Realita sejarah perempuan tiada lain merupakan sejarah penindasan atas nama jenis kelamin oleh laki-laki. Perempuan selalu menjadi korban, dan sasaran empuk laki-laki. Mereka tidak dihormati, dilecehkan, dipinggirkan, dimarjinalkan, serta beribu batasan lain yang mengerangkeng perjalanan kehidupannya. Dalam hal ini, agama seringkali dijadikan justifikasi tindak kekerasan terhadap perempuan. Hampir dalam setiap agama, kekerasan pada perempuan pasti ada. Pada abad ke-7 masehi agama Hindu menjadikan perempuan sesajen bagi para dewa. Agama Yahudi meyakini perempuan sebagai sumber malapetaka yang menyebabkan Adam terusir dari surga. Sedangkan agama Nasrani mengemukakan bahwa perempuan tidak memiliki ruh suci, hanya diciptakan sekedar melayani laki-laki. Dalam agama Islam pun, dapat ditemui ajaran yang bila dipahami secara verbal, dapat mendiskreditkan kaum perempuan. Sehingga, perempuan dianggap tidak memiliki legitimasi secara teologis soal kepemimpinan. Maka wajar ketika kepemimpinan perempuan selalu mengundang polemik.
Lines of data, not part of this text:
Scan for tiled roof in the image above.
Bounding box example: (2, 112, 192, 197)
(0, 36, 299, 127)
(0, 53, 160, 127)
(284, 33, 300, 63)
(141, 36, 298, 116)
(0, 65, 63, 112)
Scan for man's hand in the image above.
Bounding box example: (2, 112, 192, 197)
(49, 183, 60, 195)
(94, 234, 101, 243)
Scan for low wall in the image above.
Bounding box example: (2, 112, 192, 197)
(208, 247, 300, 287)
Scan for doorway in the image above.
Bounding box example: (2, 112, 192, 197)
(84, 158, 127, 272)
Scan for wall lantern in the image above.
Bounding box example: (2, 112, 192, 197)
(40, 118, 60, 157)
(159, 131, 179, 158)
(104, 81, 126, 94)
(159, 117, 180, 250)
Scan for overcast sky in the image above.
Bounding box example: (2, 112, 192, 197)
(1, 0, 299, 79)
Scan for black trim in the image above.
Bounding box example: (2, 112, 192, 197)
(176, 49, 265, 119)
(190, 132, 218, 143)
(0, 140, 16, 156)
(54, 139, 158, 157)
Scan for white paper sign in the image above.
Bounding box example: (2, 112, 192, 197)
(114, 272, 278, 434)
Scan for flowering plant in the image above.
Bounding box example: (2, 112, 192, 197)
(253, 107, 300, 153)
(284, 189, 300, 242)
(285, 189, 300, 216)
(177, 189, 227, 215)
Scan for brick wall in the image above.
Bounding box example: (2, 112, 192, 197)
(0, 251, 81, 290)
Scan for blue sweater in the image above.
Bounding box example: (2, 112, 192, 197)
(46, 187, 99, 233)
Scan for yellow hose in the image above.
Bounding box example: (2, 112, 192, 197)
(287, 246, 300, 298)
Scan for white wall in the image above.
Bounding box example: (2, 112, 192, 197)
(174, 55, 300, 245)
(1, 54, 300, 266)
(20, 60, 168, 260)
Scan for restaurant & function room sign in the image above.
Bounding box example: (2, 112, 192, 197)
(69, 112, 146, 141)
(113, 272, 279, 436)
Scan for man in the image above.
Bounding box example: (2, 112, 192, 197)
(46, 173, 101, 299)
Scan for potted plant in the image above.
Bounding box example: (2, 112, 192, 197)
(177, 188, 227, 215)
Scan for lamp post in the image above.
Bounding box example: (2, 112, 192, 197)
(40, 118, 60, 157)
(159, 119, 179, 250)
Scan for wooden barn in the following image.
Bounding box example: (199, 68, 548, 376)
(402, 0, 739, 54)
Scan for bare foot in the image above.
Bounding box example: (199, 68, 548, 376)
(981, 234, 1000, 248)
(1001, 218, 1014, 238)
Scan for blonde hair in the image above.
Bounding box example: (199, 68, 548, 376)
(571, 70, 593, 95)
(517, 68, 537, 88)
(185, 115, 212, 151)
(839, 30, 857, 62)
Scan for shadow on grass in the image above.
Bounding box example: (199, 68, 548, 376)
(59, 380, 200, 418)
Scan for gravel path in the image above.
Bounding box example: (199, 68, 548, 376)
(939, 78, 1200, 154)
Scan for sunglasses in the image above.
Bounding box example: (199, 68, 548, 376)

Secara teologis, agama memang tidak secara langsung mendiskriminasi perempuan. Penindasan, diskriminasi, marginalisasi, dan sejenisnya terhadap perempuan, sejatinya dibentuk oleh ketidakadilan struktural yang disebabkan oleh keyakinan gender dalam masyarakat. Namun harus diakui, perilaku bias gender yang mengakar dalam masyarakat, sehingga membentuk masyarakat patriarkhi, tiada lain disebabkan oleh penafsiran atas ajaran agama. Sebab, agama dalam masyarakat relegius, merupakan kekuatan besar dalam proses pembentukan sejarah kebudayaan manusia.
Budaya patriarkhi dalam masyarakat yang sudah menjadi adat dan tradisi, berasal dari doktrin-doktrin agama yang diinternalisasi secara masif dalam masyarakat. Hal itulah yang menyebabkan perempuan selalu berada di garis belakang. Adanya penafsiran ajaran agama yang tidak ramah perempuan, menyebabkan mereka tidak leluasa mengukir hidupnya, hingga harus puas menjadi pelayan laki-laki. Mereka tertinggal dalam banyak hal, mulai dari aspek pendidikan, ekonomi, dan sosial hingga politik.
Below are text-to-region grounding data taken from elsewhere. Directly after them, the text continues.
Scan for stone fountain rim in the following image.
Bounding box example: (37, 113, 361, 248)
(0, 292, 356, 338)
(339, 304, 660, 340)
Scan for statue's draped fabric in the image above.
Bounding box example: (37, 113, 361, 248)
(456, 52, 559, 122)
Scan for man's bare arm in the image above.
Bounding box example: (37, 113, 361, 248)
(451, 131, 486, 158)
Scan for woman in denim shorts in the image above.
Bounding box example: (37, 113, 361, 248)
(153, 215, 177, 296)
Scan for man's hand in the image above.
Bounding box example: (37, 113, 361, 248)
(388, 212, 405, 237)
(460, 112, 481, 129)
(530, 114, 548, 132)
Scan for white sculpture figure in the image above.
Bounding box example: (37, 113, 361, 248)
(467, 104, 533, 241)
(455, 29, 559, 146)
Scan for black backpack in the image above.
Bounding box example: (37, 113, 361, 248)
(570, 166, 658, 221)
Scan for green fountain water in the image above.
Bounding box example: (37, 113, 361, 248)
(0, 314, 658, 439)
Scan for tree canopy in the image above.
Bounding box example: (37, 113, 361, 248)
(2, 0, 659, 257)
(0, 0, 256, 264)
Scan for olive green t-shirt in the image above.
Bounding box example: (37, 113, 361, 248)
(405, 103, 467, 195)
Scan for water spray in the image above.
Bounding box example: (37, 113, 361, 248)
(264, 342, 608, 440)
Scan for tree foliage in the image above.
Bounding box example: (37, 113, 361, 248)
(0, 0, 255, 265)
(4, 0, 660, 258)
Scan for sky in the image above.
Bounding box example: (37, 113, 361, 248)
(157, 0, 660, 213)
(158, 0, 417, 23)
Tradisi masyarakat meyakini bahwa anak laki-laki harus diutamakan dalam segala hal. Cita-cita, keinginan, mimpi, bahkan obsesinya harus diperjuangkan dan didahulukan daripada keinginan anak perempuan. Karenanya, anak laki-laki bisa mengenyam pendidikan setingi-tingginya, leluasa mengukir impian, dan mendesain perjalanan hidupnya. Sementara bagi perempuan, mereka sama sekali tidak leluasa mengatur jalan hidupnya sendiri, senantiasa dibayang-bayangi larangan orang tua, cibiran tetangga, juga fatwa melalui dalil-dalil agama yang membatasi ruang aktualisasi perempuan. Seorang perempuan dilarang memiliki impian tentang apa pun. Mereka terbatasi dalam banyak hal, ribuan fatwa telah siap mengerangking perjalanan hidup perempuan.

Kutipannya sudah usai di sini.